Les thèmes dominants de la Révolution Orange étaient la liberté, la démocratie et la justice, alors que les thèmes économiques et sociaux en étaient notablement absents. On n’obtient souvent que ce qu’on demande : les réussites les plus spectaculaires et les plus rapides de la Révolution Orange furent la liberté d'expression et celle des médias. La diversité de ceux-ci semble solidement garantie par celle de leurs propriétaires, et leur qualité s'est beaucoup améliorée. Par ailleurs, divers mouvements populaires se sont succédé au niveau local, ce qui montre que les Ukrainiens n'ont plus peur.
La démocratie a aussi fait de gros progrès. L'Ukraine a beaucoup avancé dans la voie du parlementarisme, un système qui garantit plus de transparence et de responsabilité. Elle a adopté un système électoral à la proportionnelle, qui a permis de structurer le système des partis. Un équilibre des pouvoir s’est établi entre le Parlement et le président.
De nombreux Ukrainiens s’irritent que l'on n'ait pas envoyé les « bandits » en prison. Mais l’Etat de droit n’admet pas l’arbitraire de la justice révolutionnaire. L’évolution du système judiciaire commence toujours par le haut, et on notera à cet égard que dans leur nouvelle composition, la Cour de Justice constitutionnelle et la Cour suprême se sont sérieusement renforcées. Représentant différents corps, ces instances sont plus équilibrées et on peut espérer qu’elles se montreront plus objectives. A en croire Transparency International, une ONG qui fait autorité sur ce sujet, la corruption a beaucoup décliné tant en 2005 qu'en 2006, comme on pouvait s’y attendre au vu des nouvelles possibilités de la dénoncer publiquement.
Les législatives du 26 mars 2006 furent un franc succès pour la démocratie. Cinq partis ont passé le seuil de 3 % qui permet la représentation au Parlement. Pour former le gouvernement, au moins deux des trois principaux, le parti des Régions du Premier ministre Viktor Ianoukovitch, le Bloc de Ioulia Timochenko et Notre Ukraine du Président Viktor Iouchtchenko, ont dû former une coalition.

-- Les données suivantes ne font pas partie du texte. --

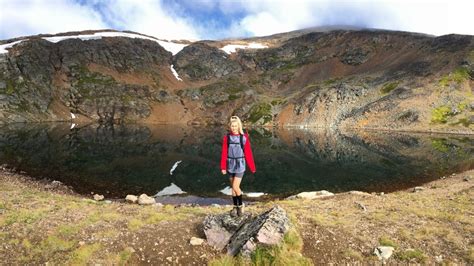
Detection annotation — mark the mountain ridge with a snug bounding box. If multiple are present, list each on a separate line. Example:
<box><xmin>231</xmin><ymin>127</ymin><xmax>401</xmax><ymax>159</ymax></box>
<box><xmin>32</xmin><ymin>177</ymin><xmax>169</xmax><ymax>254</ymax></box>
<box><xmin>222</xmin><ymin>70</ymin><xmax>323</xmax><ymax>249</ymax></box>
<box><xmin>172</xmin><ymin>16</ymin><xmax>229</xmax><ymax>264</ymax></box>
<box><xmin>0</xmin><ymin>28</ymin><xmax>472</xmax><ymax>133</ymax></box>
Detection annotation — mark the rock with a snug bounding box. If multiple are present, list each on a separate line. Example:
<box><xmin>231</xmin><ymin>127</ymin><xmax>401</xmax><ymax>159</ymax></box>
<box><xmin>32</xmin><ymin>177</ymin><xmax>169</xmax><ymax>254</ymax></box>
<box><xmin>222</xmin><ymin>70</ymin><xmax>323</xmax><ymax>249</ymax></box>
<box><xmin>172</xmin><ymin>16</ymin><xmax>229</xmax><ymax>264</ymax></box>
<box><xmin>166</xmin><ymin>257</ymin><xmax>172</xmax><ymax>262</ymax></box>
<box><xmin>463</xmin><ymin>175</ymin><xmax>472</xmax><ymax>182</ymax></box>
<box><xmin>348</xmin><ymin>191</ymin><xmax>372</xmax><ymax>196</ymax></box>
<box><xmin>374</xmin><ymin>246</ymin><xmax>394</xmax><ymax>261</ymax></box>
<box><xmin>138</xmin><ymin>194</ymin><xmax>155</xmax><ymax>205</ymax></box>
<box><xmin>125</xmin><ymin>195</ymin><xmax>138</xmax><ymax>204</ymax></box>
<box><xmin>189</xmin><ymin>237</ymin><xmax>205</xmax><ymax>246</ymax></box>
<box><xmin>93</xmin><ymin>194</ymin><xmax>104</xmax><ymax>201</ymax></box>
<box><xmin>227</xmin><ymin>206</ymin><xmax>291</xmax><ymax>256</ymax></box>
<box><xmin>412</xmin><ymin>186</ymin><xmax>425</xmax><ymax>192</ymax></box>
<box><xmin>203</xmin><ymin>211</ymin><xmax>251</xmax><ymax>250</ymax></box>
<box><xmin>287</xmin><ymin>190</ymin><xmax>334</xmax><ymax>200</ymax></box>
<box><xmin>104</xmin><ymin>200</ymin><xmax>112</xmax><ymax>204</ymax></box>
<box><xmin>435</xmin><ymin>255</ymin><xmax>443</xmax><ymax>263</ymax></box>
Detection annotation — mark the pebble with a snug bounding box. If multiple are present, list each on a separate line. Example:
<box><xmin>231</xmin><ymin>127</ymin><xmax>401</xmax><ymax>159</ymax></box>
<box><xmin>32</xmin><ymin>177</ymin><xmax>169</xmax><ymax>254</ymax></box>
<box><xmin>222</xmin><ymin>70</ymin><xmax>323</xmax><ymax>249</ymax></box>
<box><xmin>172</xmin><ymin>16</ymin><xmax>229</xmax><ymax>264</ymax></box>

A l’issue de marchandages peu glorieux, Ianoukovitch et Iouchtchenko se sont mis d'accord au début du mois d'août sur un gouvernement de coalition. À ce moment, on a pu avoir l’impression d’un compromis historique. Le parti pro-occidental Notre Ukraine obtenait ce qui lui importait le plus – la politique étrangère, l'application de la loi et la culture, tandis que les Régions recevaient ce qui intéresse davantage l'est du pays, l'économie, même si la nomination du président de la banque centrale revenait à Viktor Iouchtchenko.
Malheureusement, cette coalition était mort-née. Notre Ukraine a débattu deux mois pour décider si le parti devait rejoindre la coalition, pour finalement décider que non – bel exemple de suicide politique. Ses dirigeants se sont tellement disputés qu’ils ont laissé leur espace politique vacant.

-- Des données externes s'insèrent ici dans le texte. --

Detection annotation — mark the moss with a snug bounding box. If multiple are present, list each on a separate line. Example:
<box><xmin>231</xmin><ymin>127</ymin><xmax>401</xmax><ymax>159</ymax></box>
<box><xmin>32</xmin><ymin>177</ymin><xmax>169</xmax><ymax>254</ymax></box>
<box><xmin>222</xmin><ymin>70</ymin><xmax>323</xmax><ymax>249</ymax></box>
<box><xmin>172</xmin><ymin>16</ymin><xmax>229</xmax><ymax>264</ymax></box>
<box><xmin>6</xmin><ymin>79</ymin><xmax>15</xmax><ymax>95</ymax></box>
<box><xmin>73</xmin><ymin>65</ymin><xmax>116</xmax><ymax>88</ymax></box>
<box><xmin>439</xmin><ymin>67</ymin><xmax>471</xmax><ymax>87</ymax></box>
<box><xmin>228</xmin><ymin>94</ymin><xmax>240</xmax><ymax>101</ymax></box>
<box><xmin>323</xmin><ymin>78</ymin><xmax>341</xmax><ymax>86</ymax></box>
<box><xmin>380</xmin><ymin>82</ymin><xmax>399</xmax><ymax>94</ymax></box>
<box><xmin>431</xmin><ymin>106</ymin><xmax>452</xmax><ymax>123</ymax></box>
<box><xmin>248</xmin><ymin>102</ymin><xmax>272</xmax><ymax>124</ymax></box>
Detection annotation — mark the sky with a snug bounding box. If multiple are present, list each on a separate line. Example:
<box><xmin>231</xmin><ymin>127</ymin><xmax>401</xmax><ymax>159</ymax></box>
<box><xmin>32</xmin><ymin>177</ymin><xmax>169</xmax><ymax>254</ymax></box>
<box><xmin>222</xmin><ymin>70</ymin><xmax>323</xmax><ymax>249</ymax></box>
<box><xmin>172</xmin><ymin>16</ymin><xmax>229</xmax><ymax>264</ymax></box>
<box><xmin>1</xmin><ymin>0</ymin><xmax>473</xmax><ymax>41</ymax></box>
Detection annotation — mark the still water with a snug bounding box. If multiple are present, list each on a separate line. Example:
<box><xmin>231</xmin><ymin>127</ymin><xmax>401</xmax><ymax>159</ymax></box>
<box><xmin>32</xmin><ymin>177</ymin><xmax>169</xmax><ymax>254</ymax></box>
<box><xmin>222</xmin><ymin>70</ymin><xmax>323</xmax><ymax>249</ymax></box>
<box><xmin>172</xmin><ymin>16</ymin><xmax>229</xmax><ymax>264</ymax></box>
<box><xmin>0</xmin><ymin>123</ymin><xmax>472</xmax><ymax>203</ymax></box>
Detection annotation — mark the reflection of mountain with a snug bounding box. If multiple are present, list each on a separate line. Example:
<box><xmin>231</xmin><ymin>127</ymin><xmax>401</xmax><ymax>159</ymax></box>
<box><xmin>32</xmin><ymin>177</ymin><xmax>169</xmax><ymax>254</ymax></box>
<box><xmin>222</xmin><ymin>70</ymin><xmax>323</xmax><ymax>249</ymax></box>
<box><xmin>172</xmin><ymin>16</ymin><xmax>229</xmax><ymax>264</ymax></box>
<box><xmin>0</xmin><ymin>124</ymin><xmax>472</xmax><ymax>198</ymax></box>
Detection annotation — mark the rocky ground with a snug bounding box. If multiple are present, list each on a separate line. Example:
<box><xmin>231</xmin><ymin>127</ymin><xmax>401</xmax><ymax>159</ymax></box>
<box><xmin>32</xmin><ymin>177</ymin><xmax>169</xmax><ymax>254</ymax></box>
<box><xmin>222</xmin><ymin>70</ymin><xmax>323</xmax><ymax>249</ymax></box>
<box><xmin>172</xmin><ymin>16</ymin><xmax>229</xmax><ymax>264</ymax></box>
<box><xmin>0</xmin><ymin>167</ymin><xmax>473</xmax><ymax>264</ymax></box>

Les oligarques se sont dès lors empressés de réoccuper le terrain. Il faut savoir que le pays est dominé par quatre entreprises métallurgiques, toutes basées à l'Est et qui comptent chacune 100 000 salariés environ. Deux sont installées à Donetsk et deux à Dniepropetrovsk ; toutes se font une âpre concurrence.
La plus importante est System Capital Management, basé à Donetsk et propriété de Rinat Akhmetov, qui est la colonne vertébrale du parti des Régions. Ioulia Timochenko a quant à elle réuni de nombreux et puissants hommes d'affaires dans son groupe parlementaire, tout en s’alliant étroitement au Privat Group de Dniepropetrovsk. Après l’effondrement de Notre Ukraine en octobre, le président Iouchtchenko a réorienté sa stratégie. Il a invité à rejoindre son équipe plusieurs dirigeants du troisième groupe industriel, l'Union Industrielle du Donbass (dont le siège est à Donetsk). Il s’est également rapproché du quatrième groupe, l'Interpipe de Viktor Pinchuk (basée à Dniepropetrovsk).
L'Ukraine a ainsi équilibré les pouvoir entre gouvernement, président et opposition parlementaire et par la même occasion entre les grands groupes industriels et les trois principales personnalités politiques. Tout ce petit monde peut régler ses conflits devant une Cour de Justice constitutionnelle qui n’est pas sans évoquer les États-Unis au 19e siècle. En termes de législation, l'Ukraine est toujours en retard sur les autres ex-pays de l’est, mais en étant optimiste on peut imaginer que ce nouvel équilibre des pouvoirs amènera le développement, plus rapide que celui de la législation, d’une jurisprudence qui vu la préséance de la Cour de Justice pourrait fonder un système de common law..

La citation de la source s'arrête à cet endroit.